First, his understanding and command of the fundamental theoretical
concepts meant that the projects were able to focus on the fundamentally
important issues, this was important both in the design and execution of
the projects. Second, his awareness of the capacities and limitations of
advanced research tools and toolsets for Natural Language Processing meant
that the projects were able to make more informed and appropriate choices
among existing tools, and were able to focus resources on areas where
existing tools are inadequate"
He was thus able to provide BAE Systems with tools and models for
conceptualising what they were trying to build. In so doing, he allowed
staff at BAE Systems to better understand the parameters of the types of
system they were attempting to construct.

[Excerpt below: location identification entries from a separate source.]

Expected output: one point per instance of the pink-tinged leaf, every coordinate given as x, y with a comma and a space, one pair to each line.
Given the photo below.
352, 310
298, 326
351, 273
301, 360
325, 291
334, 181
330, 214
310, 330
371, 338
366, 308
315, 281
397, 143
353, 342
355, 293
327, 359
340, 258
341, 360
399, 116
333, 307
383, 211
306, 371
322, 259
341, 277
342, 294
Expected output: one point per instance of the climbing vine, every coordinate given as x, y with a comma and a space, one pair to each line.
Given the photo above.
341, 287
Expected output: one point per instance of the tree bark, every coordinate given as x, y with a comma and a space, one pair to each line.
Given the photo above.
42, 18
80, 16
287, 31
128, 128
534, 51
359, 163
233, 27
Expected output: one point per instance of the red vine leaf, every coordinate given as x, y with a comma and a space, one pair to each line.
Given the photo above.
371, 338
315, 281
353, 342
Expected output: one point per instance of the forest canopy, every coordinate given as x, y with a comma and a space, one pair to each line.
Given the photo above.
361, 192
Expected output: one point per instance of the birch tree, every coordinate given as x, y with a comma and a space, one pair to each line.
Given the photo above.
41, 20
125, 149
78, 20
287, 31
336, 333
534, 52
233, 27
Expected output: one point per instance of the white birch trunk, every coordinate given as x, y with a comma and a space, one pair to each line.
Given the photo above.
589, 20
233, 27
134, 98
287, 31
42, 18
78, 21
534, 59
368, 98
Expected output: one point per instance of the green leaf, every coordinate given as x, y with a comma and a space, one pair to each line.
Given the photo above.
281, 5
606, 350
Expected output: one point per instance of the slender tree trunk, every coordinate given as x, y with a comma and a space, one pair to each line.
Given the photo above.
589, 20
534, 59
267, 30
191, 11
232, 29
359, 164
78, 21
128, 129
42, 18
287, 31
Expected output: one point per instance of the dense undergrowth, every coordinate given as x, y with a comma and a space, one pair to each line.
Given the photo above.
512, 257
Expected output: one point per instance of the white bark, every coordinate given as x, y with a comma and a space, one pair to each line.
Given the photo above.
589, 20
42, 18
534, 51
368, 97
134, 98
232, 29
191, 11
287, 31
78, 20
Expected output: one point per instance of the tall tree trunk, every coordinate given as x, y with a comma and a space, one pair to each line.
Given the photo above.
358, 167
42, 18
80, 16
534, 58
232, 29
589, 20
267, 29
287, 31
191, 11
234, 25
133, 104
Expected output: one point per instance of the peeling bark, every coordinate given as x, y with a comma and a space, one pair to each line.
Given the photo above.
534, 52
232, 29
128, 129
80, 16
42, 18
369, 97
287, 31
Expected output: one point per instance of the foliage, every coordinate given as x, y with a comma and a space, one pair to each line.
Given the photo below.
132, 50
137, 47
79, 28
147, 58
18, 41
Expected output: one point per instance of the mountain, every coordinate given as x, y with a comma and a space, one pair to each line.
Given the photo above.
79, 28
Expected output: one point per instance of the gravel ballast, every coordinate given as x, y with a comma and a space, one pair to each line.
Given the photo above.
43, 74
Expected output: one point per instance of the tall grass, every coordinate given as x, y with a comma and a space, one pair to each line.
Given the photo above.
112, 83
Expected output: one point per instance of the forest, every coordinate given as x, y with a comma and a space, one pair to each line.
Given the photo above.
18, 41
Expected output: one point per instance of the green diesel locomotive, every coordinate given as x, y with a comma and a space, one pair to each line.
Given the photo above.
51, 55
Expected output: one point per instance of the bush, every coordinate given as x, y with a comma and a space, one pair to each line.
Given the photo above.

His guidance to BAE Systems included supplying information about which
systems were research-only and providing an appreciation of the limits of
different technologies. The latter proved crucial as his contribution
involved not only helping to develop certain systems but also giving
advice about what should be abandoned and what was not possible. Indeed,
BAE Systems have stated that Arnold's contribution enabled the teams "to
contemplate a range of novel projects, but also avoiding projects whose
goals are over-ambitious given the current state of the art." BAE Systems
added that avoiding over-ambitious projects is an "aspect of technology
transfer [that] is often neglected in university-industry collaboration
and Dr Arnold's contribution has been greatly appreciated".
The success of the two projects is demonstrated by BAE Systems inviting
Arnold to work on a further initiative in March and April 2013. This
involved collaboration on a proposal for a future project on the
extraction of information from dialogue. Arnold prepared a report on the
current state of the art, which again relied on his research expertise on
rule-based machine translation.
Sources to corroborate the impact
All documents are available from HEI on request.
- University and Collaborative Relationships Manager, BAE Systems.
- Contract confirming Arnold's work with BAE Systems in March and April
2013.
- Email from member of staff at BAE Systems outlining project on the
extraction of information from dialogue.